SANTIAGO, Chile — The long-dormant Chaiten volcano blasted ash about 20 miles into the Andean sky on Tuesday, forcing thousands to evacuate and fouling a huge stretch of the South American continent.
The thick column of ash climbed into the stratosphere and blew eastward for hundreds of miles over Patagonia to the Atlantic Ocean, forcing schools and a regional airport to close. Citizens of both countries were advised to wear masks to avoid breathing the dangerous fallout.
The five-day-old eruption is the first in at least 9,000 years for the volcano in southern Chile, according to volcanologists at the Smithsonian Institution in Washington.
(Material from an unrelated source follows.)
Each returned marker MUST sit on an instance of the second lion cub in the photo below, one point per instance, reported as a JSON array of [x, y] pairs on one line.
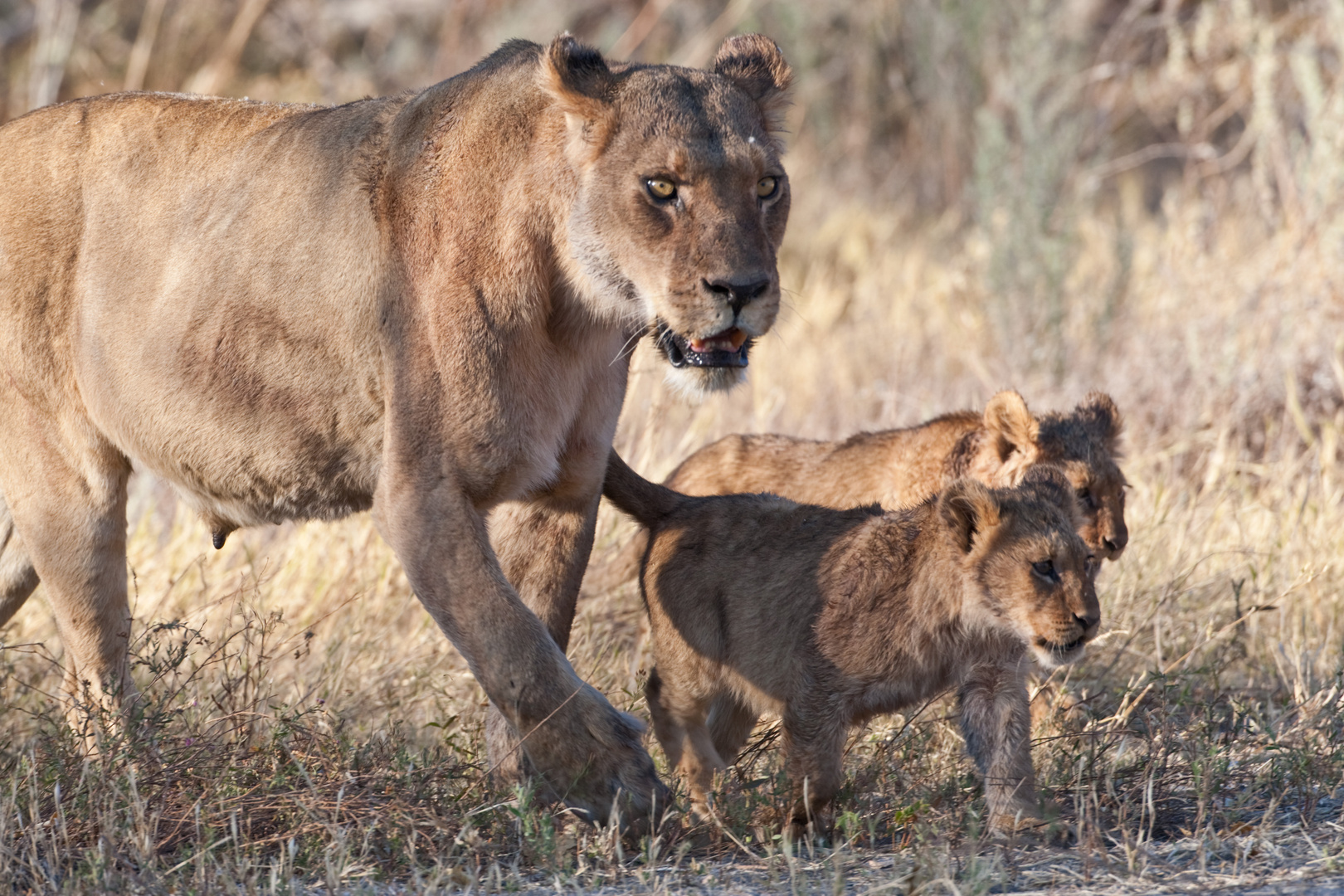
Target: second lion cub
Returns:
[[830, 617]]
Chilean officials ordered the total evacuation of Chaiten, a small provincial capital in an area of lakes and glacier-carved fjords just six miles from the roiling cloud.
Also emptied was the soot-coated border town of Futaleufu, about 75 miles from the volcano.
The gritty, gray-white blizzard covered houses, roads and even cattle. People wrapped cloths around their faces and wore surgical masks as they slogged through the mess.
About a half-inch of ash coated the Argentine tourist town of Esquel, a Patagonian resort favored by backpackers and skiers at the foot of the Andes whose airport and schools have been closed since Saturday.
The fallout covered a third of Argentina’s Minnesota-sized province of Chubut, provincial Gov. Mario Das Neves said.
Experts said it is too early to say whether the volcano will affect the world’s climate.